For years, I had not classified what happened to me in California as anything. It was just a dark time, a messed up time, in my life. When I started to experience postpartum depression after my first child, that is when it really came out of the woodwork, and I was trying to figure out what it was. This all happened soon after I started volunteering for SafeHomes, and when I started working with JJ10K. It wasn’t until I heard Goldei’s story that I truly understood what it was and could start healing. Goldei said one line in her speech that changed my life—”A person doesn’t have to hit you, for it to be abuse.” That is when my healing and my journey to understanding emotional and verbal abuse began.
 
In hindsight, my relationship with my Aunt had all the signs of abuse: 
• Isolation—She separated me from my family and didn’t allow me to be with friends alone. She convinced me that my family didn’t care, so their warning to leave fell on deaf ears.

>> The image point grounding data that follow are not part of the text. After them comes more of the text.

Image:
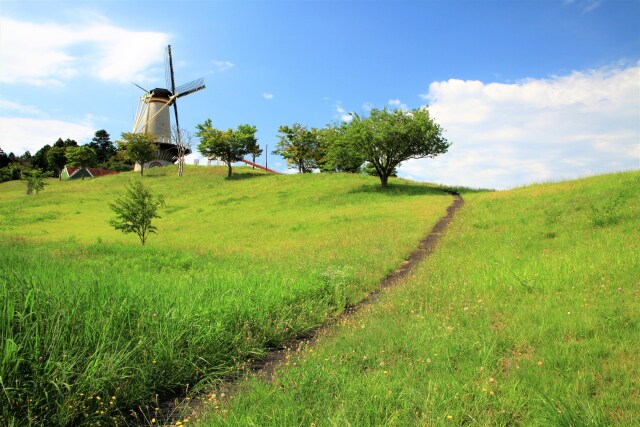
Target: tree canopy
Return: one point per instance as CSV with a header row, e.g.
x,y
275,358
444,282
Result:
x,y
230,145
387,138
299,146
103,146
136,210
137,148
82,156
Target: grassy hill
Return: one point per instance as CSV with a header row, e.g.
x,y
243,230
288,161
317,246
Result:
x,y
528,313
94,324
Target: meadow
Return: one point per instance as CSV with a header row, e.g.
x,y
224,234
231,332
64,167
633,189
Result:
x,y
95,326
527,313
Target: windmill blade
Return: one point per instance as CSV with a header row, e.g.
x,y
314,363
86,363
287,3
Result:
x,y
168,68
188,88
140,87
175,110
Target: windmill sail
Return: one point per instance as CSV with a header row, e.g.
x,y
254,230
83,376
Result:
x,y
153,114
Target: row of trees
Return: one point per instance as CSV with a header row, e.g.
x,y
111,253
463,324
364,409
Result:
x,y
376,144
51,159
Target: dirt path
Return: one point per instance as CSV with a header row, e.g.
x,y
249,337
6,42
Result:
x,y
267,366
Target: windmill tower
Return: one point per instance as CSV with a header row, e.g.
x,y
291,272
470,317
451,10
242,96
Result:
x,y
153,115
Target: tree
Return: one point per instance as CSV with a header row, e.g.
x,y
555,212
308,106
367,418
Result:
x,y
137,148
82,157
57,158
336,155
230,145
299,146
183,139
66,143
387,138
102,145
135,211
4,159
34,179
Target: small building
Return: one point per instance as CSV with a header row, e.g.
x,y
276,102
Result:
x,y
81,173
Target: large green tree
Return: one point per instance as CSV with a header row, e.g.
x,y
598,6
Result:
x,y
137,148
82,157
103,146
230,145
255,152
299,146
337,155
387,138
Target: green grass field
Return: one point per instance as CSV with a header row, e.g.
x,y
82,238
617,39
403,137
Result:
x,y
93,324
528,313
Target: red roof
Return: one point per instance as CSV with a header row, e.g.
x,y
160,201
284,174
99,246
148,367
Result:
x,y
95,172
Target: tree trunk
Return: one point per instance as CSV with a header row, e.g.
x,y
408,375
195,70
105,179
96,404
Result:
x,y
384,178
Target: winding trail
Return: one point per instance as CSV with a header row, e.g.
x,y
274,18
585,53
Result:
x,y
267,366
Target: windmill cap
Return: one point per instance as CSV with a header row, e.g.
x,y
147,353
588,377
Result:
x,y
160,93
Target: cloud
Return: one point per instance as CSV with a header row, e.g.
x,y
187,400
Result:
x,y
14,107
506,135
27,134
396,103
53,53
342,113
222,66
585,6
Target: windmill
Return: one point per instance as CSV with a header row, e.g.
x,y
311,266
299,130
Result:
x,y
153,115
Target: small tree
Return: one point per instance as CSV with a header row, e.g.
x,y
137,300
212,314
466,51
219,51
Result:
x,y
35,180
299,146
103,146
336,155
56,159
82,156
137,148
387,138
230,145
135,211
255,152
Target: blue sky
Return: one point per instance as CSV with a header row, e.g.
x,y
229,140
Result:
x,y
527,91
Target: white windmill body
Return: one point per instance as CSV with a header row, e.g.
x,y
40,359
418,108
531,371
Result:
x,y
153,116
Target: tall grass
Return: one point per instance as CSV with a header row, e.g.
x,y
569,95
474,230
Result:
x,y
93,324
526,314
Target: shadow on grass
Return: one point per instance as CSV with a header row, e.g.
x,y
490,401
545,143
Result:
x,y
403,189
398,189
239,176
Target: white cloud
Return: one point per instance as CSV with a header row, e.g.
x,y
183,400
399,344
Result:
x,y
505,135
53,53
396,103
222,66
585,6
342,113
26,134
15,107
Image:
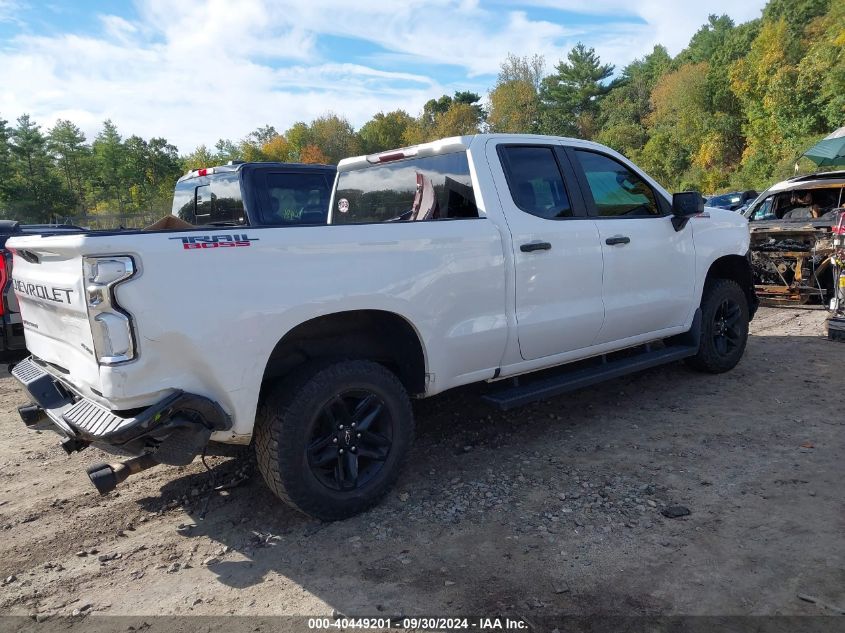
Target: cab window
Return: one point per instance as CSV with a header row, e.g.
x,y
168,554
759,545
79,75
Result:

• Financially Reliant—I had racked up debt while being with her that I had no money to move into my own place or pay for my own food.
• Reactive Abuse, Gaslighting, & Manipulation—When her anger would go too far,  I would react to the abuse to protect myself. A way that I had never acted before. She would retaliate and tell me I was abusive and crazy.
• Mental Abuse—Her words put me down and caused me to believe that there was something wrong with me.

Driving Force

My story has now become my driving force in working with JJ10K and SafeHomes. I genuinely believe that if someone had sat me down and told me, “Naomi, this is not you. This is abuse. You deserve respect and care, even from family. This is not normal.” then maybe things would have played out differently. My experience drives me to work every day to bring awareness to domestic violence. It is my hope that someone in my situation, or worst, will resonate with our posts and seek help.
 
To end, this is my message to you—please, if you see a relationship that makes you stop and think “that’s not normal,” then say something. More than likely, there is something unhealthy going on that could escalate into something physical. Be there for your loved ones, and don’t be afraid to bring it up.
 
Thank you to Goldei and the JJ10K team. You have impacted my life and helped me find healing. Thank you, to our runners, for running to build awareness and raise money to help those seeking freedom from abuse. I always say it in everything I post, and I will never stop saying it—Jingle Jam 10K is more than a race. We don’t run for bling or run just to run. We are a voice for silenced when we run. Jingle Jam 10K is SO MUCH MORE, and we have our runners to thank for that.